What we found is that the cloud was not meant to provide the level of IOPS performance we needed to run an agressive system like CephFS.


...


The problem with CephFS is that in order to work, it needs to have a really performant underlaying infrastructure because it needs to read and write a lot of things really fast. If one of the hosts delays writing to the journal, then the rest of the fleet is waiting for that operation alone, and the whole file system is blocked. When this happens, all of the hosts halt, and you have a locked file system; no one can read or write anything and that basically takes everything down.


...


*Recap: What We Learned*
 


CephFS gives us more scalability and ostensibly performance but did not work well in the cloud on shared resources, despite tweaking and tuning it to try to make it work.

There is a threshold of performance on the cloud and if you need more, you will have to pay a lot more, be punished with latencies, or leave the cloud.

Moving to dedicated hardware is more economical and reliable for the scale and performance of our application.

Building an observable system by pulling and aggregating performance data into understandable dashboards helps us spot non-obvious trends and correlations, leading to addressing issues faster.

Monitoring some things can be really application specific which is why we are building our own gitlab-monitor Prometheus exporter.
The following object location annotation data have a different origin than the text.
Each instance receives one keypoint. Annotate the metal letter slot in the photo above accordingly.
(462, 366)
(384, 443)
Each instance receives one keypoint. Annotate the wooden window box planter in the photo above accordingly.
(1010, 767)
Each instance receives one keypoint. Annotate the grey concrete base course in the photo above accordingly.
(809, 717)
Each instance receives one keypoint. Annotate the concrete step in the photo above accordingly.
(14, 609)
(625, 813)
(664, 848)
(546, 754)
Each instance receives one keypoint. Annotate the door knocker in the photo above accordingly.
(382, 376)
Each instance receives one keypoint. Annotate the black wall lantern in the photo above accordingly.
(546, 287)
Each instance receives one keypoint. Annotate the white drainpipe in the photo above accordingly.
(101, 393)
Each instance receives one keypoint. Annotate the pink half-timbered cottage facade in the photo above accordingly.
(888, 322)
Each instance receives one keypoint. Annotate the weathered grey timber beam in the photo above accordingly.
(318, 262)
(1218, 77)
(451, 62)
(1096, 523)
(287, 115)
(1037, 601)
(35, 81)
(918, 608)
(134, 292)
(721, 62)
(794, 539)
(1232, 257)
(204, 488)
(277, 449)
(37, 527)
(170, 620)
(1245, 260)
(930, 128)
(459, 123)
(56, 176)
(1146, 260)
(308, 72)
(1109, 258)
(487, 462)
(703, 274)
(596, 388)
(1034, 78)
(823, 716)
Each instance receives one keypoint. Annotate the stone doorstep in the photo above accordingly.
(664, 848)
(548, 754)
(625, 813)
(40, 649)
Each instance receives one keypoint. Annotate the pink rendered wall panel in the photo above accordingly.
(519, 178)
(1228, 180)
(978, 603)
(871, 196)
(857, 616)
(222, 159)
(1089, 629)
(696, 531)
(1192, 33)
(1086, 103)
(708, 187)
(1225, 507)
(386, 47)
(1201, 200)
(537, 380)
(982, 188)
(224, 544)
We plan to ship this with GitLab CE soon.




https://about.gitlab.com/2016/11/10/why-choose-bare-metal/


----------



## HalfEatenPie (Nov 14, 2016)

That's actually interesting.  Especially since right now many people are going TO Cloud over Bare Metal.  Most usually state that the reliability of cloud hardware over bare metal is what usually drives it (and usually the concept that cloud is much easier to scale over bare metal).


----------



## graeme (Nov 16, 2016)

It is easier to scale at a trivial level (adding resources is easy). It makes the easy problems easier.


I doubt it makes the hard problem of developing a scalable architecture easier.



I have personally found that an easier a service is to get started with, (particularly things like Heroku that have very quick set up) the more likely you are to run into things you cannot easily do.


----------